Pięć zastępów strażaków i załoga karetki pogotowia pospieszyła na pomoc rolnikom, którzy ucierpieli wskutek wypadku podczas siewu zbóż. Doszło do niego w gospodarstwie w miejscowości Leszcze, w gminie Kłodawa, w woj. wielkopolskim. Jak podaje Komenda Powiatowa Państwowej Straży Pożarnej w Kole, służby wezwano gdyż siewnik wciągnął rolnikowi rękę, zaś traktorzysta będący świadkiem zdarzenia zemdlał.
Na miejsce zadysponowano strażaków z PSP Koło, OSP Luboniek, OSP Kłodawa, OSP Bierzwienna Długa i OSP Leszcze.
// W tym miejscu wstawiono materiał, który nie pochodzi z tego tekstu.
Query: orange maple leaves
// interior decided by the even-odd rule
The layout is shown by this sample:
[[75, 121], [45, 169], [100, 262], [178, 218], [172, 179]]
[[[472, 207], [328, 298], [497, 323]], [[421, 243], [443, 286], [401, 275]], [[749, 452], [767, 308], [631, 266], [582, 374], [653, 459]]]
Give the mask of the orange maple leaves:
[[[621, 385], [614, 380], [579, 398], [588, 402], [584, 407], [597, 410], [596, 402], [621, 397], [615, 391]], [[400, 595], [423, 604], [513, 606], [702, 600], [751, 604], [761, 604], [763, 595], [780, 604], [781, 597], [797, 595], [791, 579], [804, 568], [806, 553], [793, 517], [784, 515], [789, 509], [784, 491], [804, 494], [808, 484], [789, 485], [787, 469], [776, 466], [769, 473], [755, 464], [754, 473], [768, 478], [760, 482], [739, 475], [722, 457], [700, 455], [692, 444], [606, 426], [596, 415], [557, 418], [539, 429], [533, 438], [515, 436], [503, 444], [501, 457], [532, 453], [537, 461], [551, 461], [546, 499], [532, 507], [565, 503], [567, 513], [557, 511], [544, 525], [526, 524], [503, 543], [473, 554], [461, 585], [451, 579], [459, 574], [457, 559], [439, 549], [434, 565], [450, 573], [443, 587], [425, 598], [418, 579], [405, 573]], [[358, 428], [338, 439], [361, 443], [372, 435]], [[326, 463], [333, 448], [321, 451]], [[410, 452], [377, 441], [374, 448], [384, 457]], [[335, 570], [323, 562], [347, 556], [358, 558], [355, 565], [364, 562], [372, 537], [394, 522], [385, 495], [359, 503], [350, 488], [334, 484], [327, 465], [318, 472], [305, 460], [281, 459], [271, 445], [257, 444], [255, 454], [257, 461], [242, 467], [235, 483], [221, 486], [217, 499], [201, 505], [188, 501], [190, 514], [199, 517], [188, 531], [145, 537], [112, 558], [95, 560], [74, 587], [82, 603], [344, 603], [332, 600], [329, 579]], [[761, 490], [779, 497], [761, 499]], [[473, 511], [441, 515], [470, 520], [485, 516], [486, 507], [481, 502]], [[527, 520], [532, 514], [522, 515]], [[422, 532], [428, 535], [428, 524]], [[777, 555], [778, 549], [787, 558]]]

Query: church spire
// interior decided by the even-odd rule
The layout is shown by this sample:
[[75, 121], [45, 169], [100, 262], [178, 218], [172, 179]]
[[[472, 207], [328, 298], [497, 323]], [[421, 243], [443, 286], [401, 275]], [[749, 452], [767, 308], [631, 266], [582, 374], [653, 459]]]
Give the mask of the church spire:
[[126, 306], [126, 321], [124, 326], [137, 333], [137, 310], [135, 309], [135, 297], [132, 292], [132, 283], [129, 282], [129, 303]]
Okazało się, że jeden podczas pracy siewnik się zablokował, a jeden z mężczyzn włożył rękę do zbiornika, by usunąć awarię. Włączona wciąż maszyna ruszyła i wciągnęła mu prawą rękę. Poszkodowany był przytomny, ale przytomność wskutek doznanego szoku stracił drugi z mężczyzn, który kierował ciągnikiem, do którego doczepiony był siewnik.
Strażacy uwolnili zakleszczoną rękę poszkodowanego. Niestety, w maszynie stracił on palec, który został zabezpieczony i odwieziony wraz z rannym do szpitala. Nie wiadomo, czy rolnik odzyska sprawność dłoni. Jego zemdlony kolega po ocuceniu nie wymagał hospitalizacji.
W akcji uczestniczyło 28 strażaków. Policja wyjaśnia okoliczności i przyczyny wypadku.